The German Technical Cooperation (GTZ) has committed to support the improvement of capacity on standards requirements in the area of electrical installation. The move will bridge the skills gap in the industry.
The GTZ said on Wednesday it will provide both financial and technical support to train existing and future workforce and companies on the requirements of Rwandan, East African and international standards, in the field of electrical installation.
“This is aimed to have a direct and immediate effect. It will also increase safety,” said Thomas Bedenbecker, GTZ’s Coordinator of the Sustainable Economic Development sector.
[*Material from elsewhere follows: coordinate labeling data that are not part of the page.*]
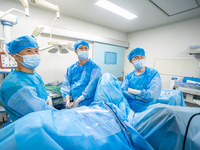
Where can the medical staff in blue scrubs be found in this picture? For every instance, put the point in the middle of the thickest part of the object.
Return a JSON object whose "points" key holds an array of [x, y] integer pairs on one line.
{"points": [[81, 78], [23, 90], [142, 86]]}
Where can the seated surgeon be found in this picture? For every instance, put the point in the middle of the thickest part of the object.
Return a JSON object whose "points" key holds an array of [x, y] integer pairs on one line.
{"points": [[23, 90], [142, 86], [81, 78]]}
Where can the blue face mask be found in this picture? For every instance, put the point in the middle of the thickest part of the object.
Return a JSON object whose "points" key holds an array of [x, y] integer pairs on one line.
{"points": [[30, 61], [139, 64], [83, 54]]}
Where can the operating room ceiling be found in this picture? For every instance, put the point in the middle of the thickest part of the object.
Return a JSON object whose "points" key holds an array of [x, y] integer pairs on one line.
{"points": [[149, 15]]}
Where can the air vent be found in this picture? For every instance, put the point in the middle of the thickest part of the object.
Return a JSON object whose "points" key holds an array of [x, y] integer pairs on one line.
{"points": [[174, 7]]}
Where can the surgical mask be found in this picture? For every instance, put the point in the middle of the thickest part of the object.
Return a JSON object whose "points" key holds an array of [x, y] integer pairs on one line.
{"points": [[139, 63], [30, 61], [83, 54]]}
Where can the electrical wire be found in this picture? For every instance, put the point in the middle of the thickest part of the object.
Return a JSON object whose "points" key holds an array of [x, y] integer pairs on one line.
{"points": [[52, 27]]}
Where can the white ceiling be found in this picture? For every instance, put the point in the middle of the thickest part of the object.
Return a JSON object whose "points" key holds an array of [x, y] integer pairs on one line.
{"points": [[148, 14]]}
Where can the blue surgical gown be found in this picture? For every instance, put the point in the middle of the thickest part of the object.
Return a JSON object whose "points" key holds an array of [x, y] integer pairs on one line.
{"points": [[81, 80], [149, 82], [22, 93]]}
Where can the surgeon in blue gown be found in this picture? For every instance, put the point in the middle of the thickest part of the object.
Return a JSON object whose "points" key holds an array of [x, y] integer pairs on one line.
{"points": [[142, 86], [81, 78], [23, 90]]}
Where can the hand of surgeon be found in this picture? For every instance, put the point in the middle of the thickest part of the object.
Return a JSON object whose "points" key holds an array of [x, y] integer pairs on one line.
{"points": [[49, 101], [78, 100], [69, 104], [134, 92]]}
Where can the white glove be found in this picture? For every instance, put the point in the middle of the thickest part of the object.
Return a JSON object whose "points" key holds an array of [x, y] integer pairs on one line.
{"points": [[49, 101], [78, 100], [69, 104], [134, 92]]}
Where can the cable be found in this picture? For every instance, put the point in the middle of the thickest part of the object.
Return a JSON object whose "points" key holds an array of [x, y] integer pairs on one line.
{"points": [[188, 128], [52, 27], [123, 127]]}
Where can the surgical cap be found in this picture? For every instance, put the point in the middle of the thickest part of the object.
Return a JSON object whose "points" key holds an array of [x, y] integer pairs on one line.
{"points": [[21, 43], [135, 52], [80, 43]]}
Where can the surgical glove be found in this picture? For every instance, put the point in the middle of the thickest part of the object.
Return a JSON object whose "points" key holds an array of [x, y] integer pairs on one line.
{"points": [[69, 104], [49, 101], [78, 100], [134, 92]]}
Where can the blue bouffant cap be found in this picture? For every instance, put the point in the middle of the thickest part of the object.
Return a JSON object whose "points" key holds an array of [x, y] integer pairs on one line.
{"points": [[21, 43], [81, 43], [135, 52]]}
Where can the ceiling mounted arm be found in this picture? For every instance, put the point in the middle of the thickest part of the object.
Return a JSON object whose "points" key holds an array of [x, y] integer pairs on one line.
{"points": [[26, 6]]}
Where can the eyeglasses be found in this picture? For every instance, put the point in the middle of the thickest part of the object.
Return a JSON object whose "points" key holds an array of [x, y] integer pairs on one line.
{"points": [[82, 48], [139, 57]]}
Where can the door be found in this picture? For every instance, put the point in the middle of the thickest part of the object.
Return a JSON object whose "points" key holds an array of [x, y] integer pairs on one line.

He made the revelation when signing a Memorandum of Understanding with Electrogaz, Rwanda Bureau of Standards (RBS) and the Private Sector Federation (PSF).
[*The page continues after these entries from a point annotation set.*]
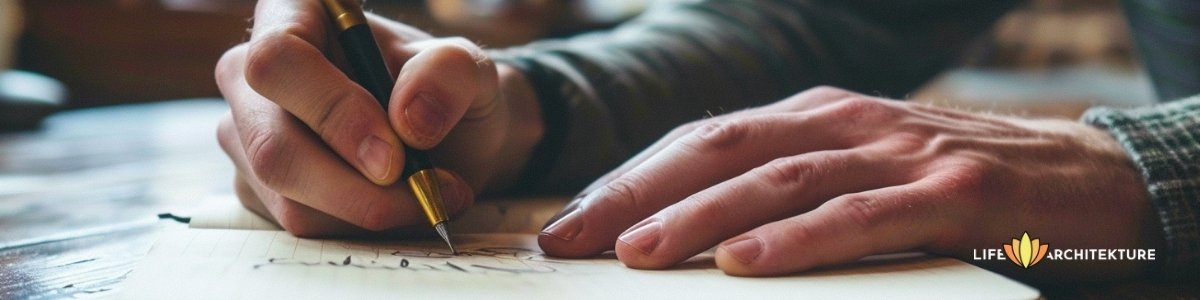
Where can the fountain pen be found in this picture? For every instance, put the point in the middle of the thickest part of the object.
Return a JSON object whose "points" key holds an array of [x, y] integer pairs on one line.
{"points": [[371, 72]]}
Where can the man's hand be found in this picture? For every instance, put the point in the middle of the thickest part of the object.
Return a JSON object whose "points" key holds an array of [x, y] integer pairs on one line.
{"points": [[828, 177], [317, 154]]}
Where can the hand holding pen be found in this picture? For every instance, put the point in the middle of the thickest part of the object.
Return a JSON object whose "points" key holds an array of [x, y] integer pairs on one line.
{"points": [[317, 153]]}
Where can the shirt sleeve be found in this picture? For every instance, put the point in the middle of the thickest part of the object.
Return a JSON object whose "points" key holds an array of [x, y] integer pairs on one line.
{"points": [[606, 95], [1164, 143]]}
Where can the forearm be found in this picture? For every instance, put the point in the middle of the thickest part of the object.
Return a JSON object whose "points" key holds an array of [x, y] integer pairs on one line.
{"points": [[681, 61], [1163, 143]]}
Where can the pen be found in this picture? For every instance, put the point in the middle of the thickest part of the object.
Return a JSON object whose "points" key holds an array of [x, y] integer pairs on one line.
{"points": [[371, 72]]}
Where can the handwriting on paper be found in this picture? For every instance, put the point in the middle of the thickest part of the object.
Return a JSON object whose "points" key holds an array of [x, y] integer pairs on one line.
{"points": [[486, 261]]}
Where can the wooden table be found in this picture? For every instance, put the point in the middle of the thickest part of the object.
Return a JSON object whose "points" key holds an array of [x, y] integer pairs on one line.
{"points": [[79, 197]]}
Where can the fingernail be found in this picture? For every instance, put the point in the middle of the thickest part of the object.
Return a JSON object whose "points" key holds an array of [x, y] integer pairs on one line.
{"points": [[376, 157], [426, 117], [565, 228], [645, 238], [744, 250]]}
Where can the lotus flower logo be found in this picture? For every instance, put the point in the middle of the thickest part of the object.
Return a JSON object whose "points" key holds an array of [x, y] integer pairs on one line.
{"points": [[1026, 252]]}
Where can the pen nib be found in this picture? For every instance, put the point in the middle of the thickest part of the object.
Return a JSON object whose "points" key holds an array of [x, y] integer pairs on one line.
{"points": [[445, 237]]}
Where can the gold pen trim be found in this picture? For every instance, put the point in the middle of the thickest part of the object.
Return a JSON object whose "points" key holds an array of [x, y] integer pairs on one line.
{"points": [[424, 184], [345, 17]]}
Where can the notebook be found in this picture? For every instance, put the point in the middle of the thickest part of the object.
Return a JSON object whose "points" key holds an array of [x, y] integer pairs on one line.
{"points": [[227, 252]]}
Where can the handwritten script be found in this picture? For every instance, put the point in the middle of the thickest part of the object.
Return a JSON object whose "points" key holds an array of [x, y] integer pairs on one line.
{"points": [[485, 261]]}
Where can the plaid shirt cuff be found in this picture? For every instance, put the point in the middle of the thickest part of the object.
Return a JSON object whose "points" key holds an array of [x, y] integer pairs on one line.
{"points": [[1164, 143]]}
According to the MoU, the various training measures mainly conducted at Electrogaz training centre are expected to enable participants to better understand the requirements of the standards for the product/service they are involved with.
The press statement by GTZ said RBS will get feedback and guidance from the private sector on the applicability of standards and the consequences their off.
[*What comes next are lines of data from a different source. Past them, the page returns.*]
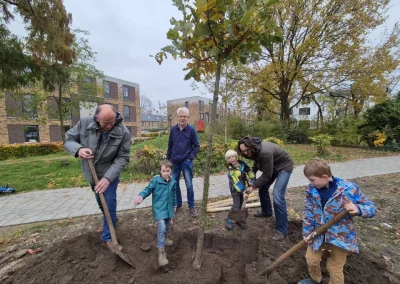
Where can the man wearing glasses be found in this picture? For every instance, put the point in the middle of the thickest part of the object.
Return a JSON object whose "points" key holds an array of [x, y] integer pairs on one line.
{"points": [[183, 146], [276, 165], [106, 140]]}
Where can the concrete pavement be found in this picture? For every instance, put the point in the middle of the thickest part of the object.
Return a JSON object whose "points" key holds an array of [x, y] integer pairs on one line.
{"points": [[73, 202]]}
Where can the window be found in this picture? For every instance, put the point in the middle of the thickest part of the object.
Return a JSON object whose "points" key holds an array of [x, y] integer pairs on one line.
{"points": [[107, 89], [125, 91], [127, 112], [304, 111], [29, 106], [31, 133], [201, 105]]}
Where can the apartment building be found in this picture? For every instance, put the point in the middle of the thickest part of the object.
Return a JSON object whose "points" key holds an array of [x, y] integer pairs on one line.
{"points": [[20, 122]]}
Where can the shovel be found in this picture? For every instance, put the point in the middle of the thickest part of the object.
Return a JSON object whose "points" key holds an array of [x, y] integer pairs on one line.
{"points": [[117, 247], [239, 215], [302, 243]]}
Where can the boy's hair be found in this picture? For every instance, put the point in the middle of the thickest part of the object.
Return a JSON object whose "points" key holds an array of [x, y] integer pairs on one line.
{"points": [[166, 164], [317, 168], [230, 153]]}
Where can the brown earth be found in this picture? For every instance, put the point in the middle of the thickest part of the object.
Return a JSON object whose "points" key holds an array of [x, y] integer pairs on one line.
{"points": [[71, 250]]}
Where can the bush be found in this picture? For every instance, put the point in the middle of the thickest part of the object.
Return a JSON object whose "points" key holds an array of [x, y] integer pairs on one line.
{"points": [[9, 151], [321, 142]]}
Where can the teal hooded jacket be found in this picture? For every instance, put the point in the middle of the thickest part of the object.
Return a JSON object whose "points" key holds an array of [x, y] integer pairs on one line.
{"points": [[164, 197]]}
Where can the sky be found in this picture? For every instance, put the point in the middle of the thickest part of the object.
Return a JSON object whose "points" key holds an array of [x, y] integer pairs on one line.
{"points": [[125, 32]]}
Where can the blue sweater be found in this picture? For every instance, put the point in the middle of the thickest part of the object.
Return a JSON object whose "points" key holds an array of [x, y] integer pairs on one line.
{"points": [[182, 144]]}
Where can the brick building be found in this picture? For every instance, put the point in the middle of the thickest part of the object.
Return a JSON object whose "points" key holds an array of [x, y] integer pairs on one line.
{"points": [[200, 109], [20, 122]]}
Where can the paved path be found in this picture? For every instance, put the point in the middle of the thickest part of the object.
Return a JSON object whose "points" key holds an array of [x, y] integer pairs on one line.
{"points": [[72, 202]]}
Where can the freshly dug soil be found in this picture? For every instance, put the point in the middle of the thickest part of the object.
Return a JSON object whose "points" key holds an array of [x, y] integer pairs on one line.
{"points": [[236, 256]]}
“The role of PSF, being the representative of the private sector, is to disseminate information on applicable standards and relevant training opportunities to its members and possibly contribute to their organisation as a service to its member companies,” it added.
The MoU between the four institutions comes at a time when the latest ‘National Skills Audit Report’ portrays an overall skills gap of 40 percent.
The report by the Public Capacity Building Agency says that the skills deficit in the education sector stands at 84 percent. The sector is said to be the worst hit.
“The support comes at the right time. We don’t have enough skilled people especially in the area of vocation training,” said Dr. Anastase Kimonyo, Director General of RBS.
The partners said the project, which will initially be centered in Kigali, will later be rolled out across the country, bringing on board the informal sector.